Applies to: yesVisual Studio noVisual Studio for Mac

Note

This article applies to Visual Studio 2017. If you're looking for the latest Visual Studio documentation, see Visual Studio documentation. We recommend upgrading to the latest version of Visual Studio. Download it here

In the Visual Studio IDE, projects are completely responsible for managing the persistence of their project items, which they accomplish using the service, SVsRunningDocumentTable. Documents are the basic unit of persistence in the Visual Studio environment. Projects coordinate the opening, saving, and renaming of documents with the running document table (RDT), a resource that tracks the state of all open documents.

Managing Persistence

Projects control the environment's persistence service by implementing the IVsPersistHierarchyItem interface. While the environment never directly asks a document to persist itself, it asks the owning project (or hierarchy) to save the document. This makes it possible for the project to save its project item data into local files, remote files, a database, a repository, or other medium.

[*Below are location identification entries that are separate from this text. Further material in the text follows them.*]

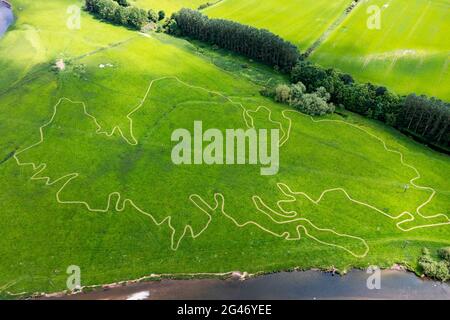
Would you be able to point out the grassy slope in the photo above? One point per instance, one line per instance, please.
(409, 53)
(300, 22)
(41, 238)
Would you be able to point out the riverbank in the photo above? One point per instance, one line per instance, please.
(308, 285)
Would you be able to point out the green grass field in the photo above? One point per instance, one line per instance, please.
(300, 22)
(169, 6)
(88, 180)
(409, 53)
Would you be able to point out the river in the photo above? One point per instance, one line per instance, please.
(6, 18)
(307, 285)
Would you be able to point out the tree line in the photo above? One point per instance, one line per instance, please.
(427, 119)
(258, 44)
(122, 13)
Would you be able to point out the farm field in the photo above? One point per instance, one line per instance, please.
(300, 22)
(409, 53)
(169, 6)
(88, 178)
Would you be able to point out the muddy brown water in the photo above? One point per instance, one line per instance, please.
(307, 285)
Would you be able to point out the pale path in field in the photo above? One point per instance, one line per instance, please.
(219, 199)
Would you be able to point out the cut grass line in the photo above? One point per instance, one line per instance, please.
(198, 201)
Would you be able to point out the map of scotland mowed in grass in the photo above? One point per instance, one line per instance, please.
(91, 93)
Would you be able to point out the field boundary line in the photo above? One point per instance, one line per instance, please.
(120, 204)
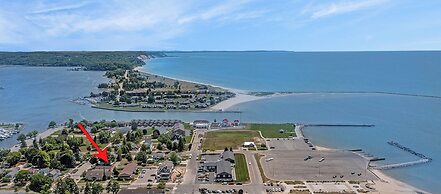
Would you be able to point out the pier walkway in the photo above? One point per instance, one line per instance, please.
(423, 159)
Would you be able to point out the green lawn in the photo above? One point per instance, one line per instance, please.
(262, 173)
(273, 130)
(188, 139)
(218, 140)
(241, 168)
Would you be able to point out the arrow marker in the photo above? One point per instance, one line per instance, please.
(102, 154)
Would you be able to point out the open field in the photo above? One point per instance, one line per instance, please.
(273, 130)
(262, 173)
(241, 168)
(218, 140)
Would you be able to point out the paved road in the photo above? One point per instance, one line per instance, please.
(188, 183)
(41, 135)
(77, 175)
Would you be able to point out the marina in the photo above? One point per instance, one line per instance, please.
(424, 159)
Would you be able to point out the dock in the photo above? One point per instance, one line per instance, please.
(423, 158)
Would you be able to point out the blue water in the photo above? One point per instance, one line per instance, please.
(412, 121)
(402, 72)
(36, 96)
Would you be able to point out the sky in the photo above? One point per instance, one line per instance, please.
(295, 25)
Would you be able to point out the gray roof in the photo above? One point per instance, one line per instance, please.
(228, 155)
(223, 167)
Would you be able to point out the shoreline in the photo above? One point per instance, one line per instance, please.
(241, 96)
(385, 183)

The global environment maintains the RDT. The environment maintains entries for all open windows and documents in the RDT, which makes it possible for them to receive special notifications, such as when a solution is closed. In addition, the RDT makes it possible for the environment to track their corresponding nodes in Solution Explorer. The RDT maintains one record per open, persistable object, including both project files and project-item documents.